Quintessa

Methane Release from Warming-induced Hydrate Dissociation

Kate Thatcher is the lead author on a paper ‘Methane release from warming-induced hydrate dissociation in the West Svalbard continental margin: Timing, rates, and geological controls’ that has been published in the Journal of Geophysical Research.

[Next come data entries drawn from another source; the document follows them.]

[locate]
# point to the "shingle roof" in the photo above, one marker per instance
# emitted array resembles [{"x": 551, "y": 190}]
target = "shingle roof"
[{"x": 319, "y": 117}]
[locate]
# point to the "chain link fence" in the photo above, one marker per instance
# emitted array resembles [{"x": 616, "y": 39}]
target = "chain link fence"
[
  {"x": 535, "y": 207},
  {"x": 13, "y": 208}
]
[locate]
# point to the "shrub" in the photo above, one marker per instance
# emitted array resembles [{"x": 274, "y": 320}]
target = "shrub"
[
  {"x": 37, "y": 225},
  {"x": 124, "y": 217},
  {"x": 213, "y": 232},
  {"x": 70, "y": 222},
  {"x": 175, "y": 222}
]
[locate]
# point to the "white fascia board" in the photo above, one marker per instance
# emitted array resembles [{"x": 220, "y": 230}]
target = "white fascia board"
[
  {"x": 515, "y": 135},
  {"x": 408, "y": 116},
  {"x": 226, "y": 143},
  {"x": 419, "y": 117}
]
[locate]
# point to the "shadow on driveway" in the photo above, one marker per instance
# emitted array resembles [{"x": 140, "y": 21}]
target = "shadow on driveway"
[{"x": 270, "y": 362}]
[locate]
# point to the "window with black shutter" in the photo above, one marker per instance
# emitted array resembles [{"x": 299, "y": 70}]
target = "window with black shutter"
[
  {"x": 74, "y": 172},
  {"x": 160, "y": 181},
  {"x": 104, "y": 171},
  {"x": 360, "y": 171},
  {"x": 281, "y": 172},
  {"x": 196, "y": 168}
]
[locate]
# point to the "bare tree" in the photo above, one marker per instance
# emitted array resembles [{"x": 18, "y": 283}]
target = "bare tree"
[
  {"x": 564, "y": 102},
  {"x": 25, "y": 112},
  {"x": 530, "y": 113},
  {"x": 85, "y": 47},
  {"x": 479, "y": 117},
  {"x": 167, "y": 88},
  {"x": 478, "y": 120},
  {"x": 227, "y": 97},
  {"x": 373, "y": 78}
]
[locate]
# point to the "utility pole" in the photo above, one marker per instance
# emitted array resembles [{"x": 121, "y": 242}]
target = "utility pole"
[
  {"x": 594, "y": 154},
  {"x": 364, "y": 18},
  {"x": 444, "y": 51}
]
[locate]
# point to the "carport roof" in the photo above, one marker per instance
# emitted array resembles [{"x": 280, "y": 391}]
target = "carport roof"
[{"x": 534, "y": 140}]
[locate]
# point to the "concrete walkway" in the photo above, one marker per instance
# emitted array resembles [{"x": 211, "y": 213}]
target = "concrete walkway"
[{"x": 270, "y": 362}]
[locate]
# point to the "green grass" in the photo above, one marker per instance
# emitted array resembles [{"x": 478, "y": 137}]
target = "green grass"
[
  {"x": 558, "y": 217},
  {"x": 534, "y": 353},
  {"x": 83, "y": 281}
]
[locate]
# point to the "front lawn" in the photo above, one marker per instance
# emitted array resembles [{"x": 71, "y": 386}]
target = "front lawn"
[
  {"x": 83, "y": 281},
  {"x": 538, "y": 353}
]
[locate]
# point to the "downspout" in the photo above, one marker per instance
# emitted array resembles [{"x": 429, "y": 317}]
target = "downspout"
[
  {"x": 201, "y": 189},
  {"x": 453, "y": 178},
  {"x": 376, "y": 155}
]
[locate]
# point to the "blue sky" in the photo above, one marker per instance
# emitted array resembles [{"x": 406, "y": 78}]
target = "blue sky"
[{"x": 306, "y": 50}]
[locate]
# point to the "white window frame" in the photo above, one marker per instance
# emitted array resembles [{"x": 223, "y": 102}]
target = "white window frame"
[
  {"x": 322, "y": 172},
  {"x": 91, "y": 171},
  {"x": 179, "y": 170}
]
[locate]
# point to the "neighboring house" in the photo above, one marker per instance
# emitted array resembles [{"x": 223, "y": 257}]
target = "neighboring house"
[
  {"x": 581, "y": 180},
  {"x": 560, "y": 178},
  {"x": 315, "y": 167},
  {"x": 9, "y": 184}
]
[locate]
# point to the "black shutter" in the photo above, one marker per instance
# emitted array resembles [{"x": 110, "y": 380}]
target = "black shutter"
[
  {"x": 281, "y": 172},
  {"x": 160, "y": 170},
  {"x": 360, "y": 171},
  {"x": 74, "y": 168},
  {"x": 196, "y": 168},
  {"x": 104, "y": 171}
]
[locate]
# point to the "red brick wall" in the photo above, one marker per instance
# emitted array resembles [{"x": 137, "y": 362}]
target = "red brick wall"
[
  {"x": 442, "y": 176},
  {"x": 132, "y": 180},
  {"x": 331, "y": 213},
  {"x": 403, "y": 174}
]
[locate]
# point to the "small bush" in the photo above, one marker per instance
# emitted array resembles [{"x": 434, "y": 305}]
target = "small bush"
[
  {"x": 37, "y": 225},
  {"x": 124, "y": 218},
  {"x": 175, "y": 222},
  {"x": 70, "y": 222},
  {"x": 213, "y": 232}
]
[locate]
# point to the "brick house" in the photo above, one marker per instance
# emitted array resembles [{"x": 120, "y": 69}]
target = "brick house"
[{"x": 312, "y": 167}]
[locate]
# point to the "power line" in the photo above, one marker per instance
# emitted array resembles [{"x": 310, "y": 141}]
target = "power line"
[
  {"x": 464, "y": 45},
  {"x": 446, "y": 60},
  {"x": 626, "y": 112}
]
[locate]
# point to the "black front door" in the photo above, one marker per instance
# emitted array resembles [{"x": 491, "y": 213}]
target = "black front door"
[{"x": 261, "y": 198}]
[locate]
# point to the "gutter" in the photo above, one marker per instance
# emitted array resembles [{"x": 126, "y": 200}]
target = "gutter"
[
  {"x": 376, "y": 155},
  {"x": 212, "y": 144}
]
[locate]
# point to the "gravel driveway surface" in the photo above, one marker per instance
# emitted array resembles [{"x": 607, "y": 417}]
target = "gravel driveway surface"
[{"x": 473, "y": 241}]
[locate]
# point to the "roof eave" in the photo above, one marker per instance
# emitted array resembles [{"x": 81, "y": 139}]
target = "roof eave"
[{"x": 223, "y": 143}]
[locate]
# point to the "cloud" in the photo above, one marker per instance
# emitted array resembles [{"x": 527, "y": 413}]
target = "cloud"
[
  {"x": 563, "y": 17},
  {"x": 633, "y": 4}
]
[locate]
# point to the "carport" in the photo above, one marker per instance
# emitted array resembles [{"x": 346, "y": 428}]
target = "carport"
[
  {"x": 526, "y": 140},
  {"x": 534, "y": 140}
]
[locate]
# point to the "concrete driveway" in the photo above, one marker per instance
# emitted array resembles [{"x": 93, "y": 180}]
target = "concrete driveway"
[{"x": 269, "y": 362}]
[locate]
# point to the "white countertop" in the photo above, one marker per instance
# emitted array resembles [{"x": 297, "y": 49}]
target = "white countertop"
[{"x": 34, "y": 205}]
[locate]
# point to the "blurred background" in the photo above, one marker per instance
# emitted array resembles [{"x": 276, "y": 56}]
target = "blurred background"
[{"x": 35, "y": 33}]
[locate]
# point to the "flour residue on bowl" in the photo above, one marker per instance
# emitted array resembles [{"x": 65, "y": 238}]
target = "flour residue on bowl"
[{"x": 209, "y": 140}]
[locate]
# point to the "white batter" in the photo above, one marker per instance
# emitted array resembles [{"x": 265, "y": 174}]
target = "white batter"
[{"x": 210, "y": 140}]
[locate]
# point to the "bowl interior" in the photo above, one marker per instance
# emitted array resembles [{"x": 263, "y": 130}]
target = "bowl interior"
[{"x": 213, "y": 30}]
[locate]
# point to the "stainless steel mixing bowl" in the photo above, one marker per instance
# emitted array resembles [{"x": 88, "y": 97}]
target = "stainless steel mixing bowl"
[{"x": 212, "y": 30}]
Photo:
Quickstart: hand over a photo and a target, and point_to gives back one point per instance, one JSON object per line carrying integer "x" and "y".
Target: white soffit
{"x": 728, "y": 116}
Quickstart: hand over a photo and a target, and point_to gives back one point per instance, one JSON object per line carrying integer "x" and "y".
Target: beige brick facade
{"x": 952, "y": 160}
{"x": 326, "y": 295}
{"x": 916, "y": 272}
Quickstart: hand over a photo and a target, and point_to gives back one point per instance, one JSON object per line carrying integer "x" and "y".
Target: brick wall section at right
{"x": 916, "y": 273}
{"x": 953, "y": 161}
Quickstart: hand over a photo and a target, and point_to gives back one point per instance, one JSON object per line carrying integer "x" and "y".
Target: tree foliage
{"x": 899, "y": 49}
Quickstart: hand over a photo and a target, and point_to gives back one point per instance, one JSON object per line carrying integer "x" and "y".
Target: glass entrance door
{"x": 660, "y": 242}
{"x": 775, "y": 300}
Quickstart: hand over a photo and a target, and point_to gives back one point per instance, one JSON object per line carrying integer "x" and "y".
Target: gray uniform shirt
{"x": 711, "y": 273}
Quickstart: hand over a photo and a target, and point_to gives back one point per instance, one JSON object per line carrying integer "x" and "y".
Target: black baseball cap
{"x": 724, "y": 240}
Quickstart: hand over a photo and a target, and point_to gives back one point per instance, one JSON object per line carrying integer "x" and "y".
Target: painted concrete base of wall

Hundreds of plumes of methane bubbles emanate from an area of the seabed off West Svalbard that has become 1°C warmer over the last 30 years. The paper investigates the hypothesis that the methane in the plumes is derived from hydrate dissociated by ocean warming. Numerical models were used to simulate the response of hydrate to changes in ocean temperature over time periods of 1000 years before present day. The models showed that the methane in the bubble plumes could be derived from hydrate if the hydrate was close to the seabed prior to the warming, or if gas flow is through fractures with a higher intrinsic permeability than the surrounding host rock.

Methane Bubbles

The sonar image shows bubble plumes at the seabed for data collected during JR211 Research Cruise to West Svalbard, funded through an NERC research grant through the University of Southampton, the University of Birmingham and Royal Holloway, University of London.

The research was carried out while Kate was at the universities of Birmingham and Durham. Since joining Quintessa, Kate has continued her interests in the modelling of methane hydrates and is currently developing a coupled process model using QPAC.

Reference: K E Thatcher,1,2 G K Westbrook,1,3,4 S Sarkar,3 and T A Minshull3:  Methane release from warming-induced hydrate dissociation in the West Svalbard continental margin: Timing, rates, and geological controls’.Journal of Geophysical Research: Solid Earth, Vol. 118, 1-17, 2013. 1University of Birmingham. 2University of Durham. 3University of Southampton. 4Géosciences Marines, Ifremer Centre de Brest.